Türkiye İçin Kısa Not
Türkiye ekonomisi yılın üçüncü çeyreğinde öyle ya da böyle yüzde 11,1, ilk dokuz ayın sonunda da yüzde 7,26 büyüdü. Bu orana ulaşmada uygulanan teşvik sisteminin (özellikle KGF kaynaklı kullandırılan krediler -finansal kolaylaştırma) önemli katkısı oldu. Ancak teşvikler ekonomide olumsuz etkiler de yarattı.
- Ekonomide parasallaşma eğilimi güçlendi.

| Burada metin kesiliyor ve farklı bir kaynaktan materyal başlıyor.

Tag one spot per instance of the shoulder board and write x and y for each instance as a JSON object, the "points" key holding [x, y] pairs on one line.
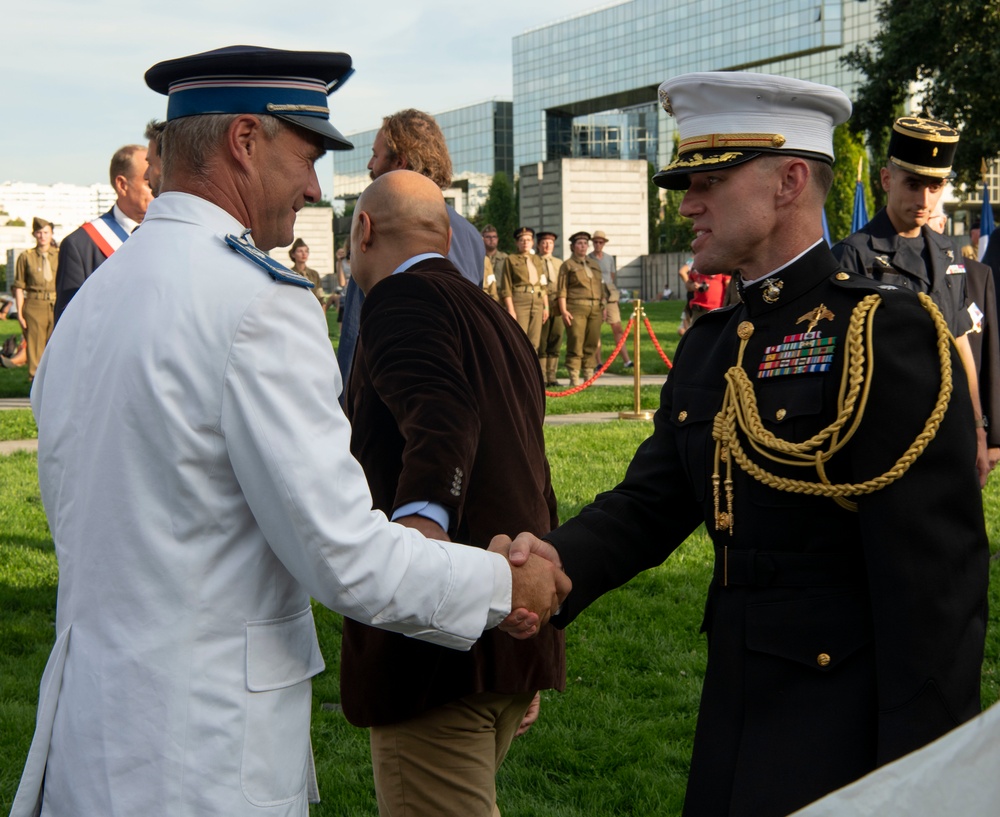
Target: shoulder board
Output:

- Bütçe açığı Ocak-Kasım dönemi sonu itibari ile 2016 yılının aynı dönemine göre yüzde 1149,5 oranında arttı.
- Cari açık yükseldi.
- Enflasyon oranı yüzde 12’ye dayandı.
2018 yılında baz etkisinin ortadan kalkması ile yüzde 10’lara ulaşan büyüme oranı göremeyeceğiz. Enflasyon oranında düşüş görme olasılığımız oldukça zayıf. ABD Merkez Bankası Fed’in faiz artırımı sonrasında küresel ekonomide Türkiye gibi ülkeler için artık likidite bolluğu söz konusu olmayacak. Dolayısıyla faiz oranının düşme ihtimali de yok. 2018’de Türkiye için enflasyon ve cari açık ekonomide temel belirleyici risk değişkenleri olacak.
Bu durumda her ne kadar yadsısalar da AKP ve MHP bloğunun seçime gitme olasılığı yüksek.